One by one, the masked initiates began to shuffle toward the accounting booth. The line moved slowly—like a funeral march dressed in ambition. Each figure carried the unconscious child with one arm and a pouch of glittering wealth in the other.
With cold, methodical precision, the masked clerks at the booth inspected each payment.
Clink. Clink. Clink.
Three hundred Nazare Blade Empire gold coins per person—dropped like offerings into a metal trough. The coins gleamed, but there was no joy in the sound. Only the weight of corruption.
Once the payment was confirmed, a mage would mark their robe with a glowing sigil.
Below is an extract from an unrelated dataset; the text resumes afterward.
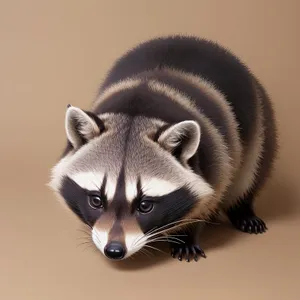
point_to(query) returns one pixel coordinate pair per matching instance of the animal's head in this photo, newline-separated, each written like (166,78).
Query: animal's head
(128,178)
They were then ushered silently through a stone passage into the inner sanctum of the Golden Toad.
Inside, the initiates were instructed to lay the child they had brought onto a raised dais, where black-robed attendants collected them wordlessly. Afterwards, the initiates were led to a waiting chamber, seated in eerie silence while awaiting their potion.
Josh observed it all, every movement, every shadow, calculating the timing, the guards' rotation, the distance between the accounting booth and the lab's gate.
> So that's where they're taking the children...
He felt his blood boil.
He had known this mission would be dark—but this was a pit carved straight from hell. There would be no mercy for those who stood in his way.
He glanced at the procession again. One of the initiates stepped forward after making payment, a crimson stamp now glowing faintly on his sleeve. Josh moved swiftly behind him, mimicking his movements perfectly.
Josh had a plan.
Not just a vague idea, but a calculated, time-woven strike of precision. Every second counted, every breath had to be measured.
Reaching deep into the Kingly System Interphase within him—a shimmering dimension laced with power—he summoned a rare item tucked away in the ether:
Vanishing Powder of Nevalis, once used by imperial assassins to walk through death without being seen.
He held the shimmering vial in his hand, its contents swirling like crushed moonlight and mist.
No hesitation.
No mistakes.
Thirty minutes. That's all I have.
He stepped into the shadow of a pillar near the checkpoint. The guards there were checking the glowing sigils stamped on each initiate—none entered without it.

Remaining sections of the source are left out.